For those of you keeping count, that’s four generations back from me and five back from her. Like I said, “distantly related.” But I think each of our families tell a story of how German immigrants integrated into American culture and communities.

And there are connections through Grandpa Ehlmann’s side, too, which I learned while attending a recent presentation by Dr. Walter Kamphoefner, a university history professor, St. Charles County native, and an authority on German immigration to America. His presentation, “Becoming American: From Johann Hermann Moehlenkamp to Taylor Swift,” can be accessed at Steveehlmann.com.

His research showed that another member of the Moehlenkamp family (not a direct ancestor to Marjorie or Ms. Swift) got remarried to my great-great-grandfather Ehlmann after both of their spouses had died. Both brought previous children to the marriage, including my great-grandfather Ehlmann.

Great-grandpa Ehlmann went to live with his uncle’s family after his father died, but his relationship with the Moehlenkamp family continued. The farm on Jungs Station Road that Marjorie Moehlenkamp’s grandfather grew up on was the same farm that my grandfather Ehlmann later grew up on. The house at 562 Jefferson in St. Charles that Marjorie’s father grew up in was the same house that my father grew up in and that I lived in until I was three.

Small world. Indeed, that was Professor Kamphoefner’s thesis. Unlike most other immigrant groups that were uprooted from familiar customs in their land of birth, German immigrants to our region practiced “chain migration” where, over time, people from the same extended family, the same church or the same town, immigrated to our region. They lived in the New World much as they had in the old, in what Kamphoefner calls an “immigrant cocoon” with limited contact with the non-German Americans.

Families like the Moehlenkamps, Esselmanns and Ehlmanns remained in the immigrant cocoon for the first three generations. Marjorie’s family broke out when her grandfather gave up farming in 1903, moved to St.

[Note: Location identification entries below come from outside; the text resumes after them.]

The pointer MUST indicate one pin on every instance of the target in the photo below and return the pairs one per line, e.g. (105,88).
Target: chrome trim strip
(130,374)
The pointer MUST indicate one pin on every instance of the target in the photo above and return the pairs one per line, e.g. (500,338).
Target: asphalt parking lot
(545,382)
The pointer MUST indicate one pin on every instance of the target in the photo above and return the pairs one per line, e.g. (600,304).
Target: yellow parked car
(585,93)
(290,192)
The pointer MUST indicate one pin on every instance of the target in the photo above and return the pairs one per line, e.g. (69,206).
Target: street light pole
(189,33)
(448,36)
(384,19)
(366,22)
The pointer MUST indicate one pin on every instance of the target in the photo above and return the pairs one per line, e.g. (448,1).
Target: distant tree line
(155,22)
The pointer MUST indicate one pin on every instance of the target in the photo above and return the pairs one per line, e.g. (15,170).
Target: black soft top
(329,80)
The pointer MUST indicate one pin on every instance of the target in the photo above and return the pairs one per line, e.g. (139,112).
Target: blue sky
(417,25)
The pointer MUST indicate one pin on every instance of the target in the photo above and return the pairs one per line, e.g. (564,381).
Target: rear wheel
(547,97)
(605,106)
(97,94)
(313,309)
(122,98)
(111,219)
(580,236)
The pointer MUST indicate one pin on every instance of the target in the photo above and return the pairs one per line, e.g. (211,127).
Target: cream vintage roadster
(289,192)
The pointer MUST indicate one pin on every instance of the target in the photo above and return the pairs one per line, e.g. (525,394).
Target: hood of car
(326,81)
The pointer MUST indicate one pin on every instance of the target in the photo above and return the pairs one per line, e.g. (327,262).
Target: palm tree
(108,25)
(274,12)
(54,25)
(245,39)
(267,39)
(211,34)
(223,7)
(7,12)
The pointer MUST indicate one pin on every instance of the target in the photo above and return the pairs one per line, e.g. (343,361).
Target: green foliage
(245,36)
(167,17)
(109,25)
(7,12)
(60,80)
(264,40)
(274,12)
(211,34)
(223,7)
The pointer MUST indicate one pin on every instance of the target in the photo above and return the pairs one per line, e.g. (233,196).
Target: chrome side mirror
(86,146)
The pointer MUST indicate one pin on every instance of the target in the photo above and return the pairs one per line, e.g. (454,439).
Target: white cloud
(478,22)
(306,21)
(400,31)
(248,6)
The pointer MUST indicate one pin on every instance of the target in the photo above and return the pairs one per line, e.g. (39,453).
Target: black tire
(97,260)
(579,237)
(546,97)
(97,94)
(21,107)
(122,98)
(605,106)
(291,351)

Charles and went to work in the American Car & Foundry “car shops.”

Marjorie’s father was able to attend high school and then get a white-collar office job, but he really broke out of the cocoon when he moved to Arkansas and married Marjorie’s mother, a non-German Methodist. When Marjorie graduated from college, embarked on a music career and married another non-German, she entered a new world. Her granddaughter has conquered the music world.

My family has been a generation behind, but has gone through the same metamorphosis. Both my grandparents grew up on a farm, but moved to St. Charles after their marriage. My grandpa went to work in the shoe factory, while my grandmother during the week, and both of them on the weekend, retreated back into the cocoon with their two children.

My father served in the Tenth Armored Division in Europe during WWII with other men from every ethnic and racial group in America. He saw the horrors of a Nazi work camp, which his outfit helped liberate, and I never heard him say much about the fact that his grandparents had been born in Germany. He never got the education that Marjorie did, but he wanted his children to have that opportunity, to open up a broader world for his three children and his grandchildren.

I admire Taylor Swift, and am also very proud of the achievements of my immediate family. Taylor Swift represents the epitome of the American Dream. Not every family can make it from farm to fame, but at least we can strive to make the lives of each generation better than the last.

By the way, in case you’re wondering: No, I can’t sing.